Dans les cas où l’existence de l’obligation n’est pas sérieusement contestable, ils peuvent accorder une provision au créancier, ou ordonner l’exécution de l’obligation même s’il s’agit d’une obligation de faire.
L’obligation non sérieusement contestable vise aussi bien les créances d’origine contractuelle, quasi contractuelle, délictuelle ou quasi délictuelle, le juge des référés étant cependant tenu de préciser la nature de l’origine de cette créance ou la nature de l’obligation la fondant.
Une contestation est sérieuse dès lors que l’un des moyens de défense opposé aux prétentions du demandeur n’apparaît pas immédiatement vain et laisse subsister un doute sur le sens de la décision qui pourrait être rendue au fond.
De même, une contestation est sérieuse chaque fois que la décision du juge des référés l’obligerait à se prononcer préalablement sur une contestation relative à l’existence d’un droit ou le conduirait à se prononcer sur le fond du litige, par exemple en portant une appréciation sur la validité, la qualification ou l’interprétation d’un acte juridique.
En l’espèce,
Les parties s’opposent sur le régime de prescription applicable.

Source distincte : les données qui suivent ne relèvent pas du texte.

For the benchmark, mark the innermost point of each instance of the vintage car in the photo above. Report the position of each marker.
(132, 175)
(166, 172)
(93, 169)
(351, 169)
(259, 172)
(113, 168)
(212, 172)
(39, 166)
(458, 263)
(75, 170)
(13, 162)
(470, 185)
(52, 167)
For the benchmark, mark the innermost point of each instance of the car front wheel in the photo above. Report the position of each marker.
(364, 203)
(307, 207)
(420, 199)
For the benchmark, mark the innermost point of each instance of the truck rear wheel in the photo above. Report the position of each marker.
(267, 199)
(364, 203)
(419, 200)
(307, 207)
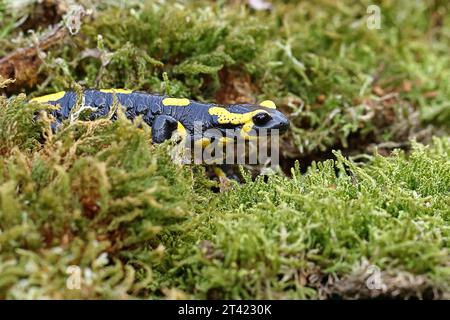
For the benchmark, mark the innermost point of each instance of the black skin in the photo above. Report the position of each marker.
(164, 119)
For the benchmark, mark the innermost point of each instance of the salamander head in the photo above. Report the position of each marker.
(250, 120)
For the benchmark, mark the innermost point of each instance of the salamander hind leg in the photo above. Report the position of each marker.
(162, 128)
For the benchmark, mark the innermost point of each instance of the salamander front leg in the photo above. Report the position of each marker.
(162, 128)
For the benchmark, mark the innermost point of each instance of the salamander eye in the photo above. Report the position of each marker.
(261, 118)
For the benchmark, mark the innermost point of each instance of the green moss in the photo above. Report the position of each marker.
(271, 239)
(99, 196)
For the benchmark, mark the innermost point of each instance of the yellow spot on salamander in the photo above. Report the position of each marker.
(181, 129)
(225, 116)
(116, 91)
(50, 97)
(268, 104)
(203, 142)
(246, 119)
(177, 102)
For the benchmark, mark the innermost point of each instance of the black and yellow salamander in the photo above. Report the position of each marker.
(165, 115)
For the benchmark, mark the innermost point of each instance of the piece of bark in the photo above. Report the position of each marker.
(23, 64)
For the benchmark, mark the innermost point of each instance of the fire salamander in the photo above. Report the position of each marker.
(165, 115)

Monsieur [M] [P] invoque les dispositions de la loi du 6 juillet 1989, alors que l’association SOLIHA PROVENCE soutient l’application de la prescription de droit commun prévue par l’article 2224 du code civil.

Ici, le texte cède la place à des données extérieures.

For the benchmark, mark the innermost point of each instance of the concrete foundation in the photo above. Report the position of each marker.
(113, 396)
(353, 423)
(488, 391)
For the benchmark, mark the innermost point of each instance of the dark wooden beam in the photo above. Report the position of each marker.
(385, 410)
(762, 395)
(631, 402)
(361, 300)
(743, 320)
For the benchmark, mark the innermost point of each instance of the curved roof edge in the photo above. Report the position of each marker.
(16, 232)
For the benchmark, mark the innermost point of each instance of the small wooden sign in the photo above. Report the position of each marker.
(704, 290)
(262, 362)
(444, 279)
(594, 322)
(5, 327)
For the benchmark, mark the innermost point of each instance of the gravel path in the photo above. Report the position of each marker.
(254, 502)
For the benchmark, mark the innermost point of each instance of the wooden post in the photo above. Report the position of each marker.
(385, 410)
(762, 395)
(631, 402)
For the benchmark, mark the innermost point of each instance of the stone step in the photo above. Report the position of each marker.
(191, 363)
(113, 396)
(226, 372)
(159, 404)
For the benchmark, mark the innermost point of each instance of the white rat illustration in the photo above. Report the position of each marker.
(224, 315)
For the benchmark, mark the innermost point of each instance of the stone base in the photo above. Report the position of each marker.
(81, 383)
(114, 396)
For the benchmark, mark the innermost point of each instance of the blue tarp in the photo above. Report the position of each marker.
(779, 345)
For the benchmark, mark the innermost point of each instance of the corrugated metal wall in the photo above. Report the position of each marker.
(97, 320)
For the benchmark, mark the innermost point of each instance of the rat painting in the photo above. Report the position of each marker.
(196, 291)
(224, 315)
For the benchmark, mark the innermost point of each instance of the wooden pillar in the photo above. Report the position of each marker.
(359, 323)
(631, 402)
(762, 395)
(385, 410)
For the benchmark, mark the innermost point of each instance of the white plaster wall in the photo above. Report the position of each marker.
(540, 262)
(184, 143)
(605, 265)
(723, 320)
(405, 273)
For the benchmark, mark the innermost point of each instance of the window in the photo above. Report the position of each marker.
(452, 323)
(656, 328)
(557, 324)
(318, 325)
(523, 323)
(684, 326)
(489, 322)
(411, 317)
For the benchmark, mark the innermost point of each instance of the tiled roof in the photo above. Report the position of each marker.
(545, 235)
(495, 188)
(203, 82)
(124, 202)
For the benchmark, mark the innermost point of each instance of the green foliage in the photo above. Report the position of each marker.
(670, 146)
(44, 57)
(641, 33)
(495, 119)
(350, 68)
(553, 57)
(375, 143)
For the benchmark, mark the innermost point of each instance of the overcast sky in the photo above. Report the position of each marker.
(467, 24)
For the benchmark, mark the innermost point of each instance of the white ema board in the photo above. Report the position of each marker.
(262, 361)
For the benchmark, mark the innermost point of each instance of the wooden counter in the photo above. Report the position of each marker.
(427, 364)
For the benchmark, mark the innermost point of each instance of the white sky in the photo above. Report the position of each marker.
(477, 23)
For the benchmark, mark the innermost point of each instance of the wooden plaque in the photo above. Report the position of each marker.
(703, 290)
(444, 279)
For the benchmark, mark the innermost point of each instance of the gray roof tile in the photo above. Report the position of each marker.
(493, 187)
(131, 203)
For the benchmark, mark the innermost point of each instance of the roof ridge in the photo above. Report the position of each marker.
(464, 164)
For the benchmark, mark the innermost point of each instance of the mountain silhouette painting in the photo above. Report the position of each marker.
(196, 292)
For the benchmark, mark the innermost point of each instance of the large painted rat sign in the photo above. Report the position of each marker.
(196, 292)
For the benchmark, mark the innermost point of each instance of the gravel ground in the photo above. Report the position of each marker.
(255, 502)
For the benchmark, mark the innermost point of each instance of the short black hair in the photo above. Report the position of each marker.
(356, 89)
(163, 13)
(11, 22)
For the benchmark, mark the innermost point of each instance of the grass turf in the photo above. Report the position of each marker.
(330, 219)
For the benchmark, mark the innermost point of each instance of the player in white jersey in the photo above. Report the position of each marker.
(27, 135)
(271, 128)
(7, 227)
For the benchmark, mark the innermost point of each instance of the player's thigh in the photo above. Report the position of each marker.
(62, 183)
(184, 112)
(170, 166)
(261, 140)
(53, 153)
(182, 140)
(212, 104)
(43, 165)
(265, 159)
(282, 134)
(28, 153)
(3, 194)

La détermination du régime applicable suppose de qualifier juridiquement le contrat de sous-location litigieux, ce qui relève de l’appréciation du juge du fond.

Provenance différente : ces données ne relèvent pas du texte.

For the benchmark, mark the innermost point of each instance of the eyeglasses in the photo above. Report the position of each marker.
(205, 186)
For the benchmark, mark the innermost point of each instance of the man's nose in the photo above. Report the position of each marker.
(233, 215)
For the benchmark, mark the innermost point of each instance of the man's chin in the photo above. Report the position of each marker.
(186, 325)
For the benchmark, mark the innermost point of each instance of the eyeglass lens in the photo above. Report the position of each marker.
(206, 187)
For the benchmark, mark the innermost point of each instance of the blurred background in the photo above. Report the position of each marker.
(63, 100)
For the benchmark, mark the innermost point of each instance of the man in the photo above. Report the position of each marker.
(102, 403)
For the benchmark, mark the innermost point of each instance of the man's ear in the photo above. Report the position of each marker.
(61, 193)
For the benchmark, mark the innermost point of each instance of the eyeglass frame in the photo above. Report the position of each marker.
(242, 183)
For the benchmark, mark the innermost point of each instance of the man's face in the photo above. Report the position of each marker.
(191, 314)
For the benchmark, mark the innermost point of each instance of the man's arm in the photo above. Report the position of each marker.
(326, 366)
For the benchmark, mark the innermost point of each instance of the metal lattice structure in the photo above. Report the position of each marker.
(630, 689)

Le montant de la créance dépend directement de la prescription invoquée, ainsi que de la validité des indexations appliquées.
Monsieur [M] [P] conteste la régularité des révisions de loyer opérées par l’association SOLIHA PROVENCE, lesquelles supposent d’examiner les stipulations contractuelles ainsi que leur conformité au contrat principal.
Une telle analyse implique une interprétation du contrat, excédant les pouvoirs du juge des référés.
Il résulte de ce qui précède que la détermination de la dette locative, la prescription applicable, et la validité de l’indexation, constituent des questions de fond, faisant obstacle à toute intervention du juge des référés.
Il existe dès lors une contestation sérieuse.
En conséquence il n’y a pas lieu à référé.
Les dépens sont laissés à la charge de la partie demanderesse.
Il n’y a pas lieu à application des dispositions de l’article 700 du code de procédure civile.
PAR CES MOTIFS,
Le juge des contentieux de la protection statuant en référé, après débats en audience publique, par ordonnance contradictoire rendue en premier ressort et mise à disposition au greffe,
Au principal, RENVOIE les parties à se pourvoir ainsi qu’elles aviseront mais, dès à présent, vu l’urgence,
CONSTATE l’existence d’une contestation sérieuse ;
DIT n’y avoir lieu à référé ;
DIT n’y avoir lieu à application des dispositions de l’article 700 du code de procédure civile ;
CONDAMNE l’association SOLIHA PROVENCE aux dépens ;
RAPPELLE que la présente ordonnance est de plein droit exécutoire à titre provisoire ;
Ainsi jugé et prononcé par ordonnance signée le 7 mai 2026 par le président et le greffier susnommés et mise à disposition au greffe.